Corona Regia
- Author: Euphormione (pseudonym)
- Original title: Is. Casauboni corona regia. Id est panegyrici cuiusdam vere aurei, quem Iacobo I. Magnæ Britanniæ, &c. Regi, fidei defensori delinearat, fragmenta, ab Euphormione inter schedas τοῦ μακαρίτου collecta, & in lucem edita
- Language: Latin
- Subject: James I of England
- Genre: satirical panegyric
- Published: London (false address; really Leuven)
- Publisher: John Bill (false address)
- Publication date: 1615
- Published in English: 2010
- Pages: 129

= Corona Regia =

1615 satire of James I

Corona Regia (Latin for "Royal Crown") was a scandalous satire of King James I of England. It was written from the fictional perspective of an unfinished panegyric of the king found among the papers of Isaac Casaubon (1559–1614) and published by John Bill, the king's printer. In fact neither Casaubon nor Bill had anything to do with the publication.
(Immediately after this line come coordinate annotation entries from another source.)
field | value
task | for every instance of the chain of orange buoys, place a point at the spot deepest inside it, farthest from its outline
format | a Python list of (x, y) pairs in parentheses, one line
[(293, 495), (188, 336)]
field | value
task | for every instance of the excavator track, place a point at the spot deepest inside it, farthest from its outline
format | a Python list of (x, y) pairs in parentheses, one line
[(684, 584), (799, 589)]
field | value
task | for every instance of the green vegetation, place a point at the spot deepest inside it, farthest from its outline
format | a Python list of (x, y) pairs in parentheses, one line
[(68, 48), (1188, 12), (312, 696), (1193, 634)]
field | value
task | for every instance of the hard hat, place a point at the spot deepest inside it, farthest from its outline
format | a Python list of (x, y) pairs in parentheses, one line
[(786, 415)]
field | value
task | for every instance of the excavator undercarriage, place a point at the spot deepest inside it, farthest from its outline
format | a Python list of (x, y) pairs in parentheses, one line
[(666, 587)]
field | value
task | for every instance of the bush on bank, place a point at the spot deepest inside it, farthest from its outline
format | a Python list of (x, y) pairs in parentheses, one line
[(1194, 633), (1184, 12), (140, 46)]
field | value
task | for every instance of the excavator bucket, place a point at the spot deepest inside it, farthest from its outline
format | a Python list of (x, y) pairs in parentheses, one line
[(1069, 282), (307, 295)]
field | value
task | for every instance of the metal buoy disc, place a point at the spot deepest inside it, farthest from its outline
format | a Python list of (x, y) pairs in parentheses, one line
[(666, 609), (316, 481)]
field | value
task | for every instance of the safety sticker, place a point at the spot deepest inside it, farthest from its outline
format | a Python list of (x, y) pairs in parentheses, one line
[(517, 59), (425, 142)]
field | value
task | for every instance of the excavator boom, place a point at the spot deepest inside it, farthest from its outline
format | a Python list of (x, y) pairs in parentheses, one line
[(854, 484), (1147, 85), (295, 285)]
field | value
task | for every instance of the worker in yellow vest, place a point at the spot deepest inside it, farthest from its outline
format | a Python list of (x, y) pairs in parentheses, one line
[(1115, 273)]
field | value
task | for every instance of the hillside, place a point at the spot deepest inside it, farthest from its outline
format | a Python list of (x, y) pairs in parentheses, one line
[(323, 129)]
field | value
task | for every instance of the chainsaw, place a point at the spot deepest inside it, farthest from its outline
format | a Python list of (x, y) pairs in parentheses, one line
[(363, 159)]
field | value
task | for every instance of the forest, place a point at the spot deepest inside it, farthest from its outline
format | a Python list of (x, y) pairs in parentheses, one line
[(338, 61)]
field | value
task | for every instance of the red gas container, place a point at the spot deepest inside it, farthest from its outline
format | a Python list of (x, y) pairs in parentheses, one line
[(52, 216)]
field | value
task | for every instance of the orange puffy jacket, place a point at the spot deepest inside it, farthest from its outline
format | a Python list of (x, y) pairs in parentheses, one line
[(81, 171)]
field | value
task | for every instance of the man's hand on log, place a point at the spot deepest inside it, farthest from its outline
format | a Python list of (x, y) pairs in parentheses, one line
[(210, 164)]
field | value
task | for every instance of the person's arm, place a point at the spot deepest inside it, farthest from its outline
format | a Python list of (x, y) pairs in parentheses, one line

Corona Regia has been described as "an important text in the history of satire, in the history of English monarchy, and in study of seventeenth-century English theological debates".

==Investigation==
The king was so offended by the book that attempts to identify and punish those involved in its production took up considerable time and energy of English diplomats on the Continent. This was a special concern for William Trumbull at the court of the Archdukes Albert and Isabella, as their historiographer royal, Erycius Puteanus, was under particular suspicion of being the author. Trumbull, who spent over £6,500 on his investigation, later shifted his suspicions to a student at Leuven University named Cornelius Breda. Nobody was ever brought to trial.

==Later editions==
A scholarly edition and translation by Tyler Fyotek, with an introduction by Winfried Schleiner, was published by Droz in 2010.

In 2011 Dana F. Sutton produced a hypertext edition and translation for the University of Birmingham's "Philological Museum" Website.